De verdachte heeft zich schuldig gemaakt aan bedreiging en smaad ten aanzien van haar ex-vriend via Facebook op internet. Bij aangever is de vrees ontstaan dat hem iets ernstigs zou overkomen en bovendien is hij in zijn eer en goede naam aangetast. Daarnaast geldt dat de impact van dergelijke uitlatingen op internet groot kan zijn en verstrekkende gevolgen kan hebben voor de persoon die het betreft.
Het hof heeft bij het bepalen van de straf en de strafmaat acht geslagen op het Uittreksel Justitiële documentatie d.d. 22 december 2014 van de verdachte, waaruit naar voren komt dat de verdachte niet eerder onherroepelijk en ook niet nadien is veroordeeld voor strafbare feiten.
Voorts houdt het hof bij de strafoplegging rekening met het feit dat verdachte destijds met haar toenmalige ex-vriend op zeer gespannen voet leefde en dat – naar ter terechtzitting in hoger beroep aannemelijk is geworden -hij zich toen ook niet altijd onbetuigd heeft gelaten.
Het hof acht het opleggen van geen straf of maatregel, zoals subsidiair door de raadsvrouw ter terechtzitting in hoger beroep is bepleit, niet op zijn plaats, gelet op de ernst en de omstandigheden waaronder de feiten zijn gepleegd.
Het hof is - alles overwegende - van oordeel dat
een voorwaardelijke taakstraf van de hierna vermelde duur passend en geboden is, teneinde de verdachte ervan te weerhouden opnieuw soortgelijke feiten te plegen.
Toepasselijke wettelijke voorschriften
Het hof heeft gelet op de artikelen 9, 14a, 14b, 14c, 22c, 22d, 57, 261 en 285 van het Wetboek van Strafrecht, zoals zij rechtens gelden dan wel golden.
BESLISSING
Het hof:
Vernietigt het vonnis waarvan beroep en doet opnieuw recht:
Verklaart niet bewezen dat de verdachte het onder 2 primair impliciet primair ten laste gelegde heeft begaan en spreekt de verdachte daarvan vrij.
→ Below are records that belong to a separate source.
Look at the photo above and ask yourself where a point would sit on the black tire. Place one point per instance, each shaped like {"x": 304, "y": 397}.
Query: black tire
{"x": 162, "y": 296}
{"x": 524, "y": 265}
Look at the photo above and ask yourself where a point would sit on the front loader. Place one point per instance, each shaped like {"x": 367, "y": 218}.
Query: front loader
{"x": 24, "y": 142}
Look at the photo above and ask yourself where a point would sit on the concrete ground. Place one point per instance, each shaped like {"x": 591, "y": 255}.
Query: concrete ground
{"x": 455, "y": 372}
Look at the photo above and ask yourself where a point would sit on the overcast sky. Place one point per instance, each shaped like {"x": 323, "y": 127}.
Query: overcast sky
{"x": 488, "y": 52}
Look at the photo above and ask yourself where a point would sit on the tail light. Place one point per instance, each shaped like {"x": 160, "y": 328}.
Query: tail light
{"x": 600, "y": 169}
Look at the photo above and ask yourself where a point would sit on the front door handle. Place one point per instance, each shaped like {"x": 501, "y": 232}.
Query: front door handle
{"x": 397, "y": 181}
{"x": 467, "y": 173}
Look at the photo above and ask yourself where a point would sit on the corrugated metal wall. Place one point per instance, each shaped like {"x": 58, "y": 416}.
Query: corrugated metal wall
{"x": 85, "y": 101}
Verklaart zoals hiervoor overwogen bewezen dat de verdachte het onder 1 en 2 primair impliciet subsidiair ten laste gelegde heeft begaan.
Verklaart niet bewezen hetgeen de verdachte meer of anders is ten laste gelegd dan hierboven is bewezen verklaard en spreekt de verdachte daarvan vrij.
Verklaart het onder 1 en 2 primair impliciet subsidiair bewezen verklaarde strafbaar en verklaart de verdachte strafbaar.
Veroordeelt de verdachte tot een
taakstrafvoor de duur van
50 (vijftig) uren, indien niet naar behoren verricht te vervangen door
25 (vijfentwintig) dagen hechtenis.
Bepaalt dat de taakstraf niet ten uitvoer zal worden gelegd, tenzij de rechter anders mocht gelasten omdat de verdachte zich voor het einde van de proeftijd van
2 (twee) jarenaan een strafbaar feit heeft schuldig gemaakt.
Dit arrest is gewezen door mr. M.J. de Haan-Boerdijk,
mr. L. Verheij en mr. A.W.M. Bijloos, in bijzijn van de griffier R. Luijken.
Het is uitgesproken op de openbare terechtzitting van het hof van 28 januari 2015.
Mr. A.W.M. Bijloos is buiten staat dit arrest te ondertekenen.